The U.S. is currently heading saber-rattling NATO war games called “Saber Strike” in the Baltic countries neighboring Ukraine.
On June 13, a Ukrainian tank from the so-called “anti-terrorist operation” in Donbass rolled over the Russian border. When Russian border guards attempted to capture its crew, a second tank crossed the border, firing on the Russian troops and allowing the first tank crew to flee. (LifeNews)
Together, these provocations form the context for a new offensive by the overtly fascist forces in the coup regime.

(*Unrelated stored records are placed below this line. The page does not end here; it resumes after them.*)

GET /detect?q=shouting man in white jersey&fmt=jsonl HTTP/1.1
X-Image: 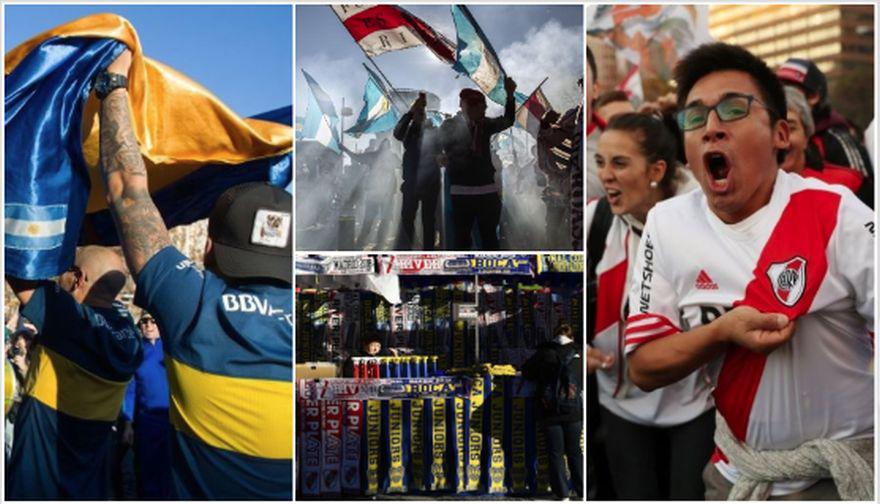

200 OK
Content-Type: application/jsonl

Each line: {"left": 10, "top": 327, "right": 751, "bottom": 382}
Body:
{"left": 624, "top": 42, "right": 875, "bottom": 500}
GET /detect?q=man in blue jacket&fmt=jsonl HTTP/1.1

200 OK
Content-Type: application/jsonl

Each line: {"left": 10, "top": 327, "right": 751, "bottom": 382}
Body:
{"left": 122, "top": 313, "right": 171, "bottom": 499}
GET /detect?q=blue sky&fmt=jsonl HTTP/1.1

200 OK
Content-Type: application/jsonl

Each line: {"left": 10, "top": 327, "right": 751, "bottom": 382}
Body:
{"left": 296, "top": 5, "right": 583, "bottom": 122}
{"left": 5, "top": 5, "right": 292, "bottom": 117}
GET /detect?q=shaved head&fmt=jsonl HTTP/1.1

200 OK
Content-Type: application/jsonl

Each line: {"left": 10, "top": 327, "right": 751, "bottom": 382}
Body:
{"left": 73, "top": 246, "right": 127, "bottom": 305}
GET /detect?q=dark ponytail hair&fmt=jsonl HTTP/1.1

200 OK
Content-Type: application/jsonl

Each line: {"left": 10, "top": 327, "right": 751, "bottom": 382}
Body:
{"left": 605, "top": 112, "right": 679, "bottom": 198}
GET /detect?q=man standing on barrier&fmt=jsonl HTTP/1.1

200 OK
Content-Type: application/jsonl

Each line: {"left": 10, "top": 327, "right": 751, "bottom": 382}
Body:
{"left": 440, "top": 79, "right": 517, "bottom": 250}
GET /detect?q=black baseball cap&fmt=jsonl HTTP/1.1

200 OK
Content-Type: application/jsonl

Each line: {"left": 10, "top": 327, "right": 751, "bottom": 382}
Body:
{"left": 777, "top": 58, "right": 827, "bottom": 103}
{"left": 208, "top": 182, "right": 292, "bottom": 284}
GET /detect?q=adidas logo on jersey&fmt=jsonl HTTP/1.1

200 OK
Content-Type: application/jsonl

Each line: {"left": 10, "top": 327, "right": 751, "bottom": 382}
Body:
{"left": 695, "top": 270, "right": 719, "bottom": 290}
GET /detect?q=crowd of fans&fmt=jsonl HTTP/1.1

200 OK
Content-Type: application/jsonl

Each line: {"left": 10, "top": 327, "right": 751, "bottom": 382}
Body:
{"left": 296, "top": 78, "right": 584, "bottom": 252}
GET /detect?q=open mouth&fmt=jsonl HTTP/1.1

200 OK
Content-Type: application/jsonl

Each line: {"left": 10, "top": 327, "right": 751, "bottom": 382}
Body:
{"left": 704, "top": 152, "right": 731, "bottom": 182}
{"left": 605, "top": 188, "right": 621, "bottom": 204}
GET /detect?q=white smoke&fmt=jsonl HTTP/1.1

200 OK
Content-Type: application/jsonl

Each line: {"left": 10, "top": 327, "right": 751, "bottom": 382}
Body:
{"left": 500, "top": 20, "right": 583, "bottom": 112}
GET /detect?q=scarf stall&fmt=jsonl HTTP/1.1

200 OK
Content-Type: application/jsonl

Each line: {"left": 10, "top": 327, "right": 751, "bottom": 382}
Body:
{"left": 295, "top": 254, "right": 583, "bottom": 498}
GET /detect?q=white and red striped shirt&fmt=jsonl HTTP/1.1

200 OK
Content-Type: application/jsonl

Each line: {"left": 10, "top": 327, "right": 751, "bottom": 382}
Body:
{"left": 587, "top": 189, "right": 713, "bottom": 427}
{"left": 625, "top": 171, "right": 875, "bottom": 495}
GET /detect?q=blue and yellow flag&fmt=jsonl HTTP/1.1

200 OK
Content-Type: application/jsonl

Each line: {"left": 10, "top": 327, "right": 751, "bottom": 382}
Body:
{"left": 5, "top": 13, "right": 292, "bottom": 279}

The fascists trace their roots to World War II Nazi collaborators. They claim Russia and people of Russian nationality as their sworn enemies, identifying them will the Soviet Union’s defeat of Nazism. Russian speakers make up the majority of the population in southeast Ukraine. In seeking a “pure” Ukrainian state, the fascists also attack Kurds, Jews, Roma and other nationalities and ethnic groups.
While billionaire oligarchs like Poroshenko and neoliberal politicians like Interim Prime Minister Arsenyi Yatsenyuk serve as the junta’s public face, behind the scenes neo-Nazi groups like Svoboda, Right Sector and Fatherland command the repressive forces of the state.
With growing numbers of enlisted soldiers deserting or even switching sides to join the Donbass rebels, the junta depends for its survival on these fascists and U.S. imperialism, which share the goal of provoking war with Russia.
These developments are pushing even “non-ideological” supporters of the coup in the direction of open fascism. Take this official statement by Yatsenyuk, issued after the downing of the warplane and posted on Ukrainian Embassy sites:
“They lost their lives … in a situation facing a threat to be killed by invaders sponsored by subhumans. First, we will commemorate the heroes by wiping out those who killed them, and then by cleansing our land of evil.”
Fascist sentiments like these, coming from top officials, surely helped egg on the right-wing assault on the Russian Embassy in Kiev June 14, when hundreds of people attacked the building, threw Molotov cocktails, overturned cars of embassy staff and spray painted swastikas on them, and carried out other acts of vandalism.
Police did nothing to quell the violence. When Adrey Deshchitas, the junta’s foreign minister, arrived on the scene, he cheered the vandals and spewed obscenities against Russian President Putin. He later claimed to be trying to “calm down” the crowd. (RT.com, June 15)
When night fell, the mob was joined by masked, armed fascists flying the flags of Svoboda, Right Sector and the Maidan Self-Defense.
The Russian consulate in Odessa was surrounded by protesters flying fascist flags on June 16. Police detained four people carrying knives and explosives, ITAR-TASS reported.
Vitaly Churkin, Russia’s U.N. representative, presented a resolution on June 14 condemning the embassy attack and demanding that Ukraine’s government provide adequate protection for its diplomatic staff. Washington vetoed the resolution — as it has shot down every attempt to have the U.N. investigate Kiev’s war crimes in the Donbass.